Solicitors Accounts Rules are facing their biggest overhaul in over 20 years. The new rules will come into immediate effect on 25 November 2019, meaning changes to law firms’ systems and procedures will be required. Mitchell Charlesworth partner, Mike Buxton gives an overview of the changes and provides some useful guidance on how law firms should get ready for the changes.
At first glance, it seems as though the new guidance is simply a rehash of the old guidance, but there are quite a few elements to be aware of. It is vital that law firms give due thought to the implications for their accounting procedures and systems for dealing with client money starting from 25 November 2019 to ensure continued compliance with the rules.
The existing, highly prescriptive rules are being reduced to just 13 shorter rules. The new, shorter rules offer law firms, of differing shape and size, the flexibility to introduce new systems and procedures that both protect client money, as well as introducing practicalities for the firm.
This flexibility, whilst offering a lot of positive changes for law firms will not be without its challenges. Implementing principles-based policies via a system geared to ensure compliance with highly detailed rules requires both thought and discussion. Naturally, there will be some upheaval in changing procedures, but firms should embrace the opportunities the changes present, for example, new systems that will save administration time whilst still being able to demonstrate overall compliance.
Changes to be aware of are:
→ Third-party managed accounts (TPMAs)
The introduction of TPMAs as a means for managing payments and transactions. The SRA expect to be notified when a firm uses a TPMA (via their TPMA form) and be kept up to date on any changes you make.
There are various references to ‘promptly’ in the 13 new rules. A principles-based approach allows the firm to apply their own interpretation of what constitutes as ‘promptly’. Thus, there are now no prescriptive time frames to adhere to, which allows firms to implement their own to suit their particular practice size and requirements.
→ Transfer of client monies for costs
The 14 day rule for transferring money earmarked for costs has now also be replaced with the word ‘promptly’. Particular care and attention should be applied in circumstances where billed costs become the firm’s money, as the principle of separation applies, meaning the money should not ‘languish’ in the client account. Again, firms must establish and document what they perceive to be a ’reasonable timeframe’. Whichever timeframe is agreed, this should specifically form part of policy, and cannot simply be implied.
What should law firms do to prepare for the changes?
As a starting point, each COLP, COFA and accounting team should read the new rules along with the available guidance on the SRA’s website, which can be found here. In short, law firms now need to ensure:
→ Client account reconciliations:
There is evidence of review of differences on the client account reconciliations.
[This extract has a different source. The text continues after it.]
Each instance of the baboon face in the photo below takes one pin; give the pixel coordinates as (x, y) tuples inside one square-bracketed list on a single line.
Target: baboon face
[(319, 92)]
This should be conducted by a manager or the COFA. Whereas in the past this was recommended as best practice, this now forms part of the rules.
→ Credit balances:
There is evidence of regular review of credit balances on the office side of the ledger, ensuring client money is not incorrectly held there.
→ Closing files:
They establish and maintain up to date written processes that ensure client files are properly and promptly closed and balances repaid on a timely basis. We would suggest that this is part of the file close down procedures and this is completed after a short period, say 30 days. This is good housekeeping and should be kept up to date.
→ Client money retention:
There are systems in place to ensure client money retained is for proper reason and there is ongoing notification.
We expect that the changes will evolve over time and we anticipate further guidance from the SRA and other governing bodies, including the ICAEW, in the coming months.